Back in 1900, Erwin Perzy I was working in Vienna as a fine instruments mechanic when a surgeon came to him with a problem. Although the surgeon had electric light bulbs installed in his operating theater, the newly invented product didn't cast great light. He wanted to know if Perzy could improve on the dim bulbs and make them brighter. So he got to work. As Perzy hunted for inspiration, he noticed that shoemakers had stumbled into an interesting trick: By filling glass globes with water and placing them in front of candles, they created tiny spotlights in their shops.
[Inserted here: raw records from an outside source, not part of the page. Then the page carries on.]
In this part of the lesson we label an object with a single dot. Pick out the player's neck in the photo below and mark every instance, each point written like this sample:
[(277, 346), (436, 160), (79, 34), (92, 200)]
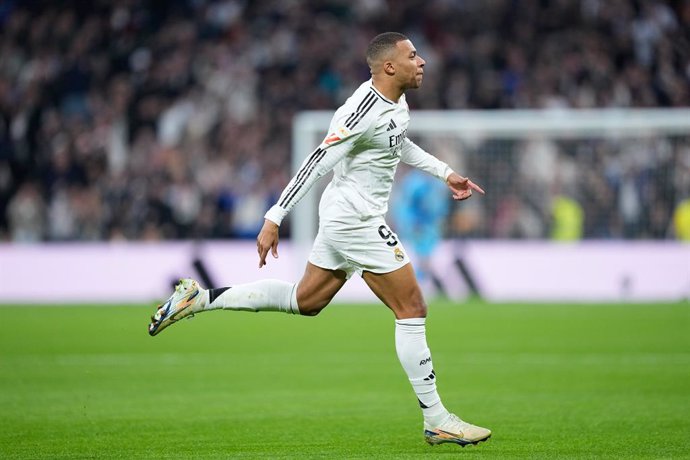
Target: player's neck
[(390, 91)]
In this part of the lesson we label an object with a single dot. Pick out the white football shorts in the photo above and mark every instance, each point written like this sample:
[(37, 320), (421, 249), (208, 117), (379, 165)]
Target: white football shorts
[(355, 246)]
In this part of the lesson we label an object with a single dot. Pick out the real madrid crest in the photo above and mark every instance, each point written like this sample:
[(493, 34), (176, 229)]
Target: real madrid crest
[(399, 255)]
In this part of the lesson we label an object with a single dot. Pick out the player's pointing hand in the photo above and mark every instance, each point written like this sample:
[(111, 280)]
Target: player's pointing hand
[(462, 187), (267, 240)]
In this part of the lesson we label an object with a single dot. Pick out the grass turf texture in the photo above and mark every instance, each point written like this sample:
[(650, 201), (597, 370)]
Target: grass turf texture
[(551, 381)]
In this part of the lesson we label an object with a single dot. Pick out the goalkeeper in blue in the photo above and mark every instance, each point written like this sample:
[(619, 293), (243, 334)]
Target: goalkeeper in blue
[(366, 140)]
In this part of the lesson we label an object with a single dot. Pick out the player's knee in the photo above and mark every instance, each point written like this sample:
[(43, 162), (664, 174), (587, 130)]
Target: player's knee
[(414, 308), (311, 308)]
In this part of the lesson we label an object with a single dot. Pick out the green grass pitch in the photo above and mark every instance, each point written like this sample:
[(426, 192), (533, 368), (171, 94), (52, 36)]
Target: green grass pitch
[(551, 381)]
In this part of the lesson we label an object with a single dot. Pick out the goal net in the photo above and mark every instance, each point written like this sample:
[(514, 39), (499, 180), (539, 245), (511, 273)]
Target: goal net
[(548, 174)]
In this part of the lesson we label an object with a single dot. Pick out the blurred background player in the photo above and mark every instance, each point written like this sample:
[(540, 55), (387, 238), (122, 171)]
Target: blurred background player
[(366, 141), (420, 210)]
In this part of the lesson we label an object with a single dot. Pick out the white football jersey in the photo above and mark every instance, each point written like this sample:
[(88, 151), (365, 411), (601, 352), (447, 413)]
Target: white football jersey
[(366, 140)]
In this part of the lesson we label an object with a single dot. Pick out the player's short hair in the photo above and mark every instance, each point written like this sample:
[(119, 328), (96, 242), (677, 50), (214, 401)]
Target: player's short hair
[(381, 45)]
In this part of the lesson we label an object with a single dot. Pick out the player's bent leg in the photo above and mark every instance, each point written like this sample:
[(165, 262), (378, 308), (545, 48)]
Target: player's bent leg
[(317, 288), (399, 291)]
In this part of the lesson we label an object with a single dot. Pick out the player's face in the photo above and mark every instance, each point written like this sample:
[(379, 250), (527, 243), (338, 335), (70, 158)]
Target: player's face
[(409, 65)]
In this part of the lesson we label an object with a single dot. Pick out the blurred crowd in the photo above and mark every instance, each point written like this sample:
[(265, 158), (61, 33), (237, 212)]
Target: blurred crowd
[(154, 119)]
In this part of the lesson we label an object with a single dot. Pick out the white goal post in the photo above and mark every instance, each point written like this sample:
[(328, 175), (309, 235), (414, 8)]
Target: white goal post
[(309, 129)]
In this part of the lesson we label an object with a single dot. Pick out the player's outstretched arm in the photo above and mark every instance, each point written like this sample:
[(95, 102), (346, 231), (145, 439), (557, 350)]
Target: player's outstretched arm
[(267, 241), (462, 187)]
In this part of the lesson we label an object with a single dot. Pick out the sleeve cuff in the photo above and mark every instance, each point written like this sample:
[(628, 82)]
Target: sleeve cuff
[(275, 214)]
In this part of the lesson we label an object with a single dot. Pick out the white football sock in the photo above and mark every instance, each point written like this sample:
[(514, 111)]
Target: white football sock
[(415, 357), (264, 295)]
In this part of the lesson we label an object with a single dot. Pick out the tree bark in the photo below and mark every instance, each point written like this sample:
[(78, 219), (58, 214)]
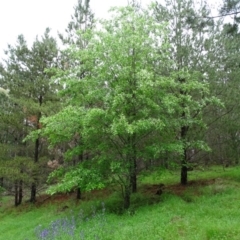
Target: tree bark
[(79, 194), (127, 196)]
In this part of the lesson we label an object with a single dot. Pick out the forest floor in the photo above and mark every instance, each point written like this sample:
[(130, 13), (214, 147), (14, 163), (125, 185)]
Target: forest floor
[(207, 208)]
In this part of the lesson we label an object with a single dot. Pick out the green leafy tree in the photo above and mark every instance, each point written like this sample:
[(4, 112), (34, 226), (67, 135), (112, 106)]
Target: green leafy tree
[(120, 101), (189, 32)]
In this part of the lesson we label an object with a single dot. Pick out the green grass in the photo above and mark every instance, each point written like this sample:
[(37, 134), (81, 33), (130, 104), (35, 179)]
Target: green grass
[(208, 211)]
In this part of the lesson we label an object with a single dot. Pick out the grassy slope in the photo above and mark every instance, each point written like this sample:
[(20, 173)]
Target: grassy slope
[(208, 209)]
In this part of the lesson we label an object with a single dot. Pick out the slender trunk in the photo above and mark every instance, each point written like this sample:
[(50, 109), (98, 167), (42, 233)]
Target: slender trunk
[(33, 193), (1, 182), (79, 194), (184, 170), (134, 176), (20, 193), (127, 196), (36, 157), (16, 193)]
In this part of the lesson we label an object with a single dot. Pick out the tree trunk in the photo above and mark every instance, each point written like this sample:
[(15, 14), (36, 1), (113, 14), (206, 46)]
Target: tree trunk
[(33, 193), (20, 193), (1, 182), (127, 196), (16, 193), (184, 169), (134, 176), (79, 194)]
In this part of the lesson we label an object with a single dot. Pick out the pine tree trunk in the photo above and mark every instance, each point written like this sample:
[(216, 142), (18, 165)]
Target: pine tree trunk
[(20, 193), (16, 193), (1, 182), (134, 176), (33, 193), (184, 169), (79, 194)]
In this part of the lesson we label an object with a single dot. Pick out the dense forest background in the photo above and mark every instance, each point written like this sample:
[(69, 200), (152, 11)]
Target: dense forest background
[(145, 89)]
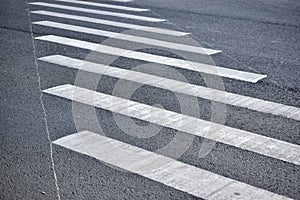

When Perzy tried the trick with a lightbulb, he discovered the brightness wasn't improved. But what if he added something to the water that the light could bounce off of? Perzy started with white semolina flakes, used in baby food at the time. “He poured [them] into the glass globe, and [they] got soaked by the water and floated very slowly to the base of the globe,” his grandson, Erwin Perzy III, told the BBC. “This effect reminded him of snowfall.”

Inspiration struck: What if he used his technical expertise to create a tiny diorama in his snowy little world? Perzy made a miniature replica of the Basilica of the Birth of the Virgin Mary in Mariazell, Austria, placed it in his water-filled globe, sealed it, and mounted it to a gypsum base that he painted black. And voila—the first snow globe was born.

At least, that's the story Austrians like to peddle. But what about the snow globes that appeared a few decades before, in another country entirely?

PARISIAN BEGINNINGS

According to Nancy McMichael, a snow globe collector profiled in a 1997 article in The New York Times, the first snow globes were showcased at the 1878 Paris Universal Exposition by a local glassware firm. She isn't the only one who noticed. As described in the (exhaustive) reports of the U.S. Commissioners to the exposition, the water-filled globes each featured a little man holding an umbrella, and "a white powder which, when the paper weight is turned upside down, falls in an imitation of a snow storm."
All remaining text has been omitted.